# Probleme mit geschlossenem Battlenet



## Balyndar (28. September 2008)

Nabend allerseits,

ich hab da ein Problem mit dem geschlossenen Battlenet, ich hab grad voller Erwartungen Diablo 2 gestartet, in der Hoffnung das ich endlich weiter zocken kann, jedoch bekam ich dann einen heftigen Dämpfer ^^
Genauergesagt, kam ich zwar zur Accounteingabe, konnte dort auch normal eintippen und ok und so, aber dann erschien dort, wo eigentlich die charakterauswahl sein sollte nur die Nachricht 
_
"Welt-Server herstellen.

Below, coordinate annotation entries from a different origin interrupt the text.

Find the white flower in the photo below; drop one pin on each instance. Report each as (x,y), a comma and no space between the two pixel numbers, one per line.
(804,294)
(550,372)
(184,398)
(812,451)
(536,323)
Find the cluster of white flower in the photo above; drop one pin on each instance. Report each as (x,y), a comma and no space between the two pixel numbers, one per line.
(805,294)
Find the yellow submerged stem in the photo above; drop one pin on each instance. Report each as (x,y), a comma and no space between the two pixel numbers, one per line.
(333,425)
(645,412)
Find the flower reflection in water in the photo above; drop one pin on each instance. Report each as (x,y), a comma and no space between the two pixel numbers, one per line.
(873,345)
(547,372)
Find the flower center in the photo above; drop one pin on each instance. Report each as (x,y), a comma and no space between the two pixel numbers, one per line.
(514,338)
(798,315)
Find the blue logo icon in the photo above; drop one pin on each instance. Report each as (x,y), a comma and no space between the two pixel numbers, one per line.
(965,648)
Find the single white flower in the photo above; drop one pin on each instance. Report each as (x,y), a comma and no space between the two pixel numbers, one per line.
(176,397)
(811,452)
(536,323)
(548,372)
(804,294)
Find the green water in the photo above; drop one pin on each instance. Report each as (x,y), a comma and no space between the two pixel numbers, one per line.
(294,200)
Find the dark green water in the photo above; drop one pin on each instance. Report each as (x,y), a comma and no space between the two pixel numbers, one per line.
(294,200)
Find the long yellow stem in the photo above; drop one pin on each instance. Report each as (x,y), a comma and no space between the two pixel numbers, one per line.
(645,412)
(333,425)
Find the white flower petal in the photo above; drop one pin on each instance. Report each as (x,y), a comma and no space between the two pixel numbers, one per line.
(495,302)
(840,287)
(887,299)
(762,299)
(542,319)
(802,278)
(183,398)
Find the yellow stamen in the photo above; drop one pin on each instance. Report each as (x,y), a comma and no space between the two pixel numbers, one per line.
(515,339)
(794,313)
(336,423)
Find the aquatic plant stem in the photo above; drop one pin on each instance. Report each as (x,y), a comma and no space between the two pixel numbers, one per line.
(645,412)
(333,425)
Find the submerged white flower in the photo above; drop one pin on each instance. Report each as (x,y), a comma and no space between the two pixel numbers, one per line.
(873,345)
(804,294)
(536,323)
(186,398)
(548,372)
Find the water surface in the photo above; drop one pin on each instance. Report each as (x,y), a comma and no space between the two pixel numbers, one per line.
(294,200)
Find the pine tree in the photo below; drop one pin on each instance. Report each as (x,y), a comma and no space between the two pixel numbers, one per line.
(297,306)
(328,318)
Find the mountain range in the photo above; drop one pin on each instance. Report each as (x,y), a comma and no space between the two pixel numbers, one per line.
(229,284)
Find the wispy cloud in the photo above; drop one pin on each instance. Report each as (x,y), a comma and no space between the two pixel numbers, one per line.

Entweder ist die Welt die sie gewählt haben nicht verfügbar, oder sie haben Verbindungsprobleme. Vergewissern sie sich bitte das ihre Internet-Verbindung richtig funktioniert und/oder das bei ihrer Firewall Port 6112 geöffnet ist"_

Also an der Internetverbindung kann es nicht liegen, da ich nichts geändert habe und gestern normal reinkam. Außerdem kann ich auch ins offene Battlenet oder auch sonst ins Internet, halt nur nicht ins geschlossene.
Nun da dachte ich erst es liegt wirklich an der Welt, das der Europa Server vielleicht down is...aber die Nachhricht bekomme ich jetzt schon den ganzen Tag, also kann es das ja auch nicht sein oder? 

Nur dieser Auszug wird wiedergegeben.